The username/password combination you use in mysql_connect() is the main MySQL account you use to manage your mysql database/tables etc. This is the only function for mysql_connect(). You do not use your members username/password details here.

 

2) the varname I store my login name on the login page is "<input name="myusername".....so in the code u suggest  I coded this way: $_SESSION['myusername'] = 'usernamevalue';.....

In my previous post about the use of session_register() I was referring to this in checklogin.php

   session_register("myusername");
   session_register("mypassword");

The above should be

   $_SESSION['myusername'] = $myusername;
     $_SESSION['mypassword'] = $mypassword;

 

Remember you are already getting the username/password from the login form on lines 12 and 13 in checklogin.php:

// username and password sent from form

$myusername=$_POST['myusername'];
$mypassword=$_POST['mypassword'];

You should also place session_start() at the top of checklogin.php otherwise your session variables will not work as expected.

 

4) Everytime I login with the correct userid/password I do get my welcome loggin page but if i click on the home page link again it immediately displays the home page asking me to login again...if i was tracking my session correctly this should not be happening...right?

The code I do not see in any of the four files you have provided is where you're checking to see if the user has logged in. You've only posted the code which logs the users in (checklogin.php), which sets up the myusername and mypassword session variables.
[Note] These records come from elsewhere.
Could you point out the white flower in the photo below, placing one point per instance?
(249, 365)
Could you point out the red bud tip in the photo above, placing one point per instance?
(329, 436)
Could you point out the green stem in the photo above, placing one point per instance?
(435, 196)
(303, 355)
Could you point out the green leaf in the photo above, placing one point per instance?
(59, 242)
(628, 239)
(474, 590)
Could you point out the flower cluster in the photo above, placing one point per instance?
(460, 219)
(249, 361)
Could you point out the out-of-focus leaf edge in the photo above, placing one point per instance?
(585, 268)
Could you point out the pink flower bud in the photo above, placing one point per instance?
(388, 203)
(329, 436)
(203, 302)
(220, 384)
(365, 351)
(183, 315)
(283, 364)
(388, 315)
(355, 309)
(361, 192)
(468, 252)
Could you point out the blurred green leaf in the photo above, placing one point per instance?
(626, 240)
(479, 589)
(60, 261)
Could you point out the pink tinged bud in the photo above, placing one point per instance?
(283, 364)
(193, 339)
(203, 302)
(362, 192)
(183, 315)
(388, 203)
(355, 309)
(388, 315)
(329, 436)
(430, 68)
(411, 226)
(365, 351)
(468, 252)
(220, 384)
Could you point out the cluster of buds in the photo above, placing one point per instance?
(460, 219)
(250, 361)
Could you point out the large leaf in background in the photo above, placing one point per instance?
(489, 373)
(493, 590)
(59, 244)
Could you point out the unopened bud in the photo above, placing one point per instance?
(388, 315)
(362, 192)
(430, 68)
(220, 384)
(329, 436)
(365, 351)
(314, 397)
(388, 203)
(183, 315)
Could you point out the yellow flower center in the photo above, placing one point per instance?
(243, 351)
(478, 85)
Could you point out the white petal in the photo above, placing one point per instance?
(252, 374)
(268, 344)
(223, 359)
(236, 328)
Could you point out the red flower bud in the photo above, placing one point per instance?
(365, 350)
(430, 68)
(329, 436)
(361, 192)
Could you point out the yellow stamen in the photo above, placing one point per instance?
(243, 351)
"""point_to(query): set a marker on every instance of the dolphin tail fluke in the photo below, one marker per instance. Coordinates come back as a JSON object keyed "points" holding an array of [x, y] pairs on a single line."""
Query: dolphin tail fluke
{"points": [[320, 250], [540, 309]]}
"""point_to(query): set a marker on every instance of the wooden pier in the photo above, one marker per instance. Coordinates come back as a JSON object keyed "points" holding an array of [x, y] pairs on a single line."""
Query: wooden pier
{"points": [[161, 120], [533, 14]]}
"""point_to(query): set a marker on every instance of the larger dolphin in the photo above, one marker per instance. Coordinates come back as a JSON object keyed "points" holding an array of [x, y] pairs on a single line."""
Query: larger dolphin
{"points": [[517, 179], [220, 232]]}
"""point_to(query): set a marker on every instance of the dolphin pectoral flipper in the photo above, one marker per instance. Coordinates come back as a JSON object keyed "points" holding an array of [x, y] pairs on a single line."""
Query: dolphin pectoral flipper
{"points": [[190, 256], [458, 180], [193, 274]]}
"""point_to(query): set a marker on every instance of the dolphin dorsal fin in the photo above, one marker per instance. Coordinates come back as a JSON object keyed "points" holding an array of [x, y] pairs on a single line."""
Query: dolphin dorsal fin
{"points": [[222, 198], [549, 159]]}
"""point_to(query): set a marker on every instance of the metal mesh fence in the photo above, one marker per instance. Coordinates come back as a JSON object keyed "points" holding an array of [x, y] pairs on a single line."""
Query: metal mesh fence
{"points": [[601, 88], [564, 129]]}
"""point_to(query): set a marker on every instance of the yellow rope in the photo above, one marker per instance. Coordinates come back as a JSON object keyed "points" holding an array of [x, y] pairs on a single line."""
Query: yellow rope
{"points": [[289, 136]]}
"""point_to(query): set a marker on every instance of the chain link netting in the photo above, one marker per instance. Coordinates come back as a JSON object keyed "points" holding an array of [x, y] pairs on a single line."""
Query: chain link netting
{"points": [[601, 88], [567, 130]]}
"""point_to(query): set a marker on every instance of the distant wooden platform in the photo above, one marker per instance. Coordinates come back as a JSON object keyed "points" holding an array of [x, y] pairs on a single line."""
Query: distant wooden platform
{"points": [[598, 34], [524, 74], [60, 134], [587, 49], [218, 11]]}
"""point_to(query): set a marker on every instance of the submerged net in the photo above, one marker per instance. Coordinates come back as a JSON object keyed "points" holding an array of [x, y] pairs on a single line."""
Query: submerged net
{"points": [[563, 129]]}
These are the variables you'll want to check to see if the user is logged in or not, as these variables will only exist if the username/password entered in your login form found a match in your databases register table.

 

 

[milsapj]

Tx again wildteen88 I will try these changes and see if I can get the code working. Wildteen88, one thing that would clear a lot up for me is to fully understand exactly WHICH pfp files I'm suppose to put the session start() code in? should it be in the main index.php and every php file (and/or every include file) that I am accessing/writing to the db with...what about the other php pages that only display information (do they also need to check the session variables at the top of each page?..You said I should place session_start() at the top of checklogin.php otherwise my session variables will not work as expected so that is why I want to be clear about this and I dont mean to be difficult & appreciate your help.......As for registration page I know based on what you have told me so far that my register code will need modifying as you will see in the code, however I have attached the file and here is the seq of calls..register.php ==> checkregister.php

tx again ahead of time as you are the only one so far to engage me to help...

 

[attachment deleted by admin]

[wildteen88]

You'll place session_start() in all major pages your members will see, ignoring the files that are being included/required into your pages.